Like half a dozen others who worked in DCSPER, Carden, the unit’s assistant executive officer, is a civilian with close connections to the military. A native of rural Tennessee who is married to a retired Army colonel and has used her job to travel the world, she says she has found a home in the pace, purpose and honesty of the military life. She said that, like many other civilians at the Pentagon, she is inspired by the example and dedication she sees around her. That’s what pushes her to work 12-hour days, eat at her desk, do without breaks.

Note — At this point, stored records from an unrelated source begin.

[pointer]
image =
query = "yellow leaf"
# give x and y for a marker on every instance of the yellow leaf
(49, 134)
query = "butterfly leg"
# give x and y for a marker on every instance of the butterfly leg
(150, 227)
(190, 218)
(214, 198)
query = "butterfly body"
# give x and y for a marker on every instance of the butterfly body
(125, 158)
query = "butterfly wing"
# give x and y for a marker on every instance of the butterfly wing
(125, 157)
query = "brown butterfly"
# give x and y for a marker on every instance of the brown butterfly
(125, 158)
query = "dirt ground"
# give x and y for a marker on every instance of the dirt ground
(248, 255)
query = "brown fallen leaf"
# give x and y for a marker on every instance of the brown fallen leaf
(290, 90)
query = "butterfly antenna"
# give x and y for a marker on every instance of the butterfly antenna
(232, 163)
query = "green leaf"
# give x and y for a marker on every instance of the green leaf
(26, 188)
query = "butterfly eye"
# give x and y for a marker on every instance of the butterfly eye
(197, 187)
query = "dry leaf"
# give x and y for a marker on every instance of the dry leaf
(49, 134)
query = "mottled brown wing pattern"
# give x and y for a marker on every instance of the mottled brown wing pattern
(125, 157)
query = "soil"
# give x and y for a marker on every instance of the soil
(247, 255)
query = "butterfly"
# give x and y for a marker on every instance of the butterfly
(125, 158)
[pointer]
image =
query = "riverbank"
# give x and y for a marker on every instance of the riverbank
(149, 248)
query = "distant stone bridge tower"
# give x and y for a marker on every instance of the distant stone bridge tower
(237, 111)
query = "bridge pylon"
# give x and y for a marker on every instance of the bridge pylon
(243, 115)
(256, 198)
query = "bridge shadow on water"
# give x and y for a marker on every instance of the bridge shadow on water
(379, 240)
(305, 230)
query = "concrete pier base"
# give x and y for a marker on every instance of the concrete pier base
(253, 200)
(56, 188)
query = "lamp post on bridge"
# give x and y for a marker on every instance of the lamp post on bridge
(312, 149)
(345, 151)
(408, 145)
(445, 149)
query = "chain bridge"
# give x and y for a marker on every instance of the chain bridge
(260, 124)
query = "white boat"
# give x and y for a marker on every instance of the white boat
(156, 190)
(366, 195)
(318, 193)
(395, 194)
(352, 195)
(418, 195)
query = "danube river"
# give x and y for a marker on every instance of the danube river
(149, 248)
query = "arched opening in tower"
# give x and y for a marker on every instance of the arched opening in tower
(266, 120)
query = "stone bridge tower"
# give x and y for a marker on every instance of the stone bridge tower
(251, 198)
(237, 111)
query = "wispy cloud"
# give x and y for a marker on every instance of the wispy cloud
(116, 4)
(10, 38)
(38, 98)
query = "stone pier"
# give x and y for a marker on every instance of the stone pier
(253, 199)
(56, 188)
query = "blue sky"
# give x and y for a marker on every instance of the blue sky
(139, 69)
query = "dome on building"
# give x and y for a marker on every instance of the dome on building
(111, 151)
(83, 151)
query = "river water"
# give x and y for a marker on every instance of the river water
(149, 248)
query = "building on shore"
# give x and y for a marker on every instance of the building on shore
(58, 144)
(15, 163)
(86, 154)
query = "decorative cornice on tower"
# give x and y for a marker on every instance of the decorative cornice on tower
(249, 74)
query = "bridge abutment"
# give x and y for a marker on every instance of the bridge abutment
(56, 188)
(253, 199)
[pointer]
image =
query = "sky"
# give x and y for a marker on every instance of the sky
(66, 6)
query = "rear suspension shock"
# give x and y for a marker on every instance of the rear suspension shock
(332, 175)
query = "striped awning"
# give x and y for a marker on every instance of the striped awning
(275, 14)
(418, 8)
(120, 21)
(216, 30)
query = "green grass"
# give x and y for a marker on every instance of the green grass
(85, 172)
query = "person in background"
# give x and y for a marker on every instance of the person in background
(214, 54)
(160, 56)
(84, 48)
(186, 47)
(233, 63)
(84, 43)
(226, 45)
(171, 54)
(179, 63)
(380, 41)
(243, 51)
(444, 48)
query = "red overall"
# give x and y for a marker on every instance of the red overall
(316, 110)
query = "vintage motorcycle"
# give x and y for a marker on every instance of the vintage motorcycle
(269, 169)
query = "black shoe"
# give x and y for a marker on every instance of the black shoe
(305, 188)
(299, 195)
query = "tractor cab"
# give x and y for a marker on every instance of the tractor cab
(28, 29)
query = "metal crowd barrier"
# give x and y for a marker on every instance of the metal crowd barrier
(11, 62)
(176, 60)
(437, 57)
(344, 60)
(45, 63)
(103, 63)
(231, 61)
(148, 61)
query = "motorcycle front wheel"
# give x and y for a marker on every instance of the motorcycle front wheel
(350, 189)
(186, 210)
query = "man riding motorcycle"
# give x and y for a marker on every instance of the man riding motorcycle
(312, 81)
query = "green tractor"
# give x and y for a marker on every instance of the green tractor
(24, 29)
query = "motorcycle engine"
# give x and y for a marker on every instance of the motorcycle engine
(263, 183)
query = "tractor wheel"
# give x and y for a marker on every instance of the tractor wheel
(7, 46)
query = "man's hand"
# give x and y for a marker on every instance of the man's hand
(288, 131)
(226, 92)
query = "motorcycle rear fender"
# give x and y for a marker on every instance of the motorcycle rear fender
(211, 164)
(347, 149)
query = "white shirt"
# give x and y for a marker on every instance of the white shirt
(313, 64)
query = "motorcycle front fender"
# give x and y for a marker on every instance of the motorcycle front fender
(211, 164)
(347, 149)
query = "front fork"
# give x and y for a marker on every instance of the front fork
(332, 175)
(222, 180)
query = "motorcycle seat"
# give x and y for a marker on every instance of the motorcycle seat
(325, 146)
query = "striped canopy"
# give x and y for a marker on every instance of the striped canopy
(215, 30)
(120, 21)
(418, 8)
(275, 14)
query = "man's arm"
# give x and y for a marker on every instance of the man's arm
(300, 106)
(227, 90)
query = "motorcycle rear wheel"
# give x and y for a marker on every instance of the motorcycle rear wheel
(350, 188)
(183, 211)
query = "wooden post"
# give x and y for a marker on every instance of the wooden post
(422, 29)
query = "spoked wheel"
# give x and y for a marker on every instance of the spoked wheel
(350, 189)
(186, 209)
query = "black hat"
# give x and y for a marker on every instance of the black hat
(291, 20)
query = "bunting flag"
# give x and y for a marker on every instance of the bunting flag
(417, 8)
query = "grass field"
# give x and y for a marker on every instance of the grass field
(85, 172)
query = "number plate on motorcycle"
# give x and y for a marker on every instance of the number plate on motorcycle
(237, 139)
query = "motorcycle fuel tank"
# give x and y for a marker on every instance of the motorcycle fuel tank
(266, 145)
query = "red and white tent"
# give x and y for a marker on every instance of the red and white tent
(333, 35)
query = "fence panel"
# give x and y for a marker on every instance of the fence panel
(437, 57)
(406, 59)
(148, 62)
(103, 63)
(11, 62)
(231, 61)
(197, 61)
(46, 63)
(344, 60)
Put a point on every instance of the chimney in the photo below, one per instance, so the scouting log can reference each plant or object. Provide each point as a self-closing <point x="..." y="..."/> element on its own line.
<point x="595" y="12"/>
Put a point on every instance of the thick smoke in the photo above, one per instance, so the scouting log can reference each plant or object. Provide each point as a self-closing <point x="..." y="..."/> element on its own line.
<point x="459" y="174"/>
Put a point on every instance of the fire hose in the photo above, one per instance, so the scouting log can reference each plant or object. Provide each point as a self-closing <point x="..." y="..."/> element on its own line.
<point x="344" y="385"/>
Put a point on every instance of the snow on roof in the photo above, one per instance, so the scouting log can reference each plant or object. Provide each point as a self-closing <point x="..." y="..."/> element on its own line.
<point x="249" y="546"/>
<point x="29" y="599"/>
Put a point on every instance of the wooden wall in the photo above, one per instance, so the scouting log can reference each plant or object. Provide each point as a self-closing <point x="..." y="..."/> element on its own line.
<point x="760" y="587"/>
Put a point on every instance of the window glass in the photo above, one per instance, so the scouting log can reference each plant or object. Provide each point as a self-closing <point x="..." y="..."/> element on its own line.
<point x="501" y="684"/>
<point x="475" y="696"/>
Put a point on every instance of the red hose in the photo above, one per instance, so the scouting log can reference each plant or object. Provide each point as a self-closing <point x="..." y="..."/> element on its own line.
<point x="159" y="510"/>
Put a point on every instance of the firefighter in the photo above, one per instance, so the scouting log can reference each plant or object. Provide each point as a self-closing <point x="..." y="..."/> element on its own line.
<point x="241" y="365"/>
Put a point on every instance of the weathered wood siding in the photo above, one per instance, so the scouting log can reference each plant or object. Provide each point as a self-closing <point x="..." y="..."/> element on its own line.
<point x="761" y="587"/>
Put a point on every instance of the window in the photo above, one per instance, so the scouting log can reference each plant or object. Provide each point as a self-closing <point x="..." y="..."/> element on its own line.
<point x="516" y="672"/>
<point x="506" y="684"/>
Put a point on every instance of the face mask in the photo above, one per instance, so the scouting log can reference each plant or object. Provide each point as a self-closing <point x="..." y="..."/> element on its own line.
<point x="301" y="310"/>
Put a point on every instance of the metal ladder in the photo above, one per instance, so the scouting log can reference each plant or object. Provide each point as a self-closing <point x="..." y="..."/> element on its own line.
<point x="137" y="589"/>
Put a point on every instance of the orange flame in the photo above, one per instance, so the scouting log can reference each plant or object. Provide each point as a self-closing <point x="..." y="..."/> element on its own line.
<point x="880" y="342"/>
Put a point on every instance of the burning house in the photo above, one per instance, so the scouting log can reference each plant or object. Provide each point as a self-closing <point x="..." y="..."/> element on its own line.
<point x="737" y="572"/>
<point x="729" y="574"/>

On Friday, Carden was in fine form, hugging new co-workers one moment, complaining about her desk setup and computer software the next. Her toughness emerged when she realized the reconstructed conference room from which she and eight others had fled the inferno was now lacking an escape route.

“There are nine people who owe their lives to a second door, and [the builders] will not put in a second door,” she said, literally jumping in her frustration.

“I said to those guys, ‘Why the heck didn’t you build a second door?’ They said to me, ‘Well, it meets the fire code, it meets the fire code.’ Well, it doesn’t meet my own personal code. I tell you, I’ve threatened to bring in an ax and position it at this wall so I’m ready.”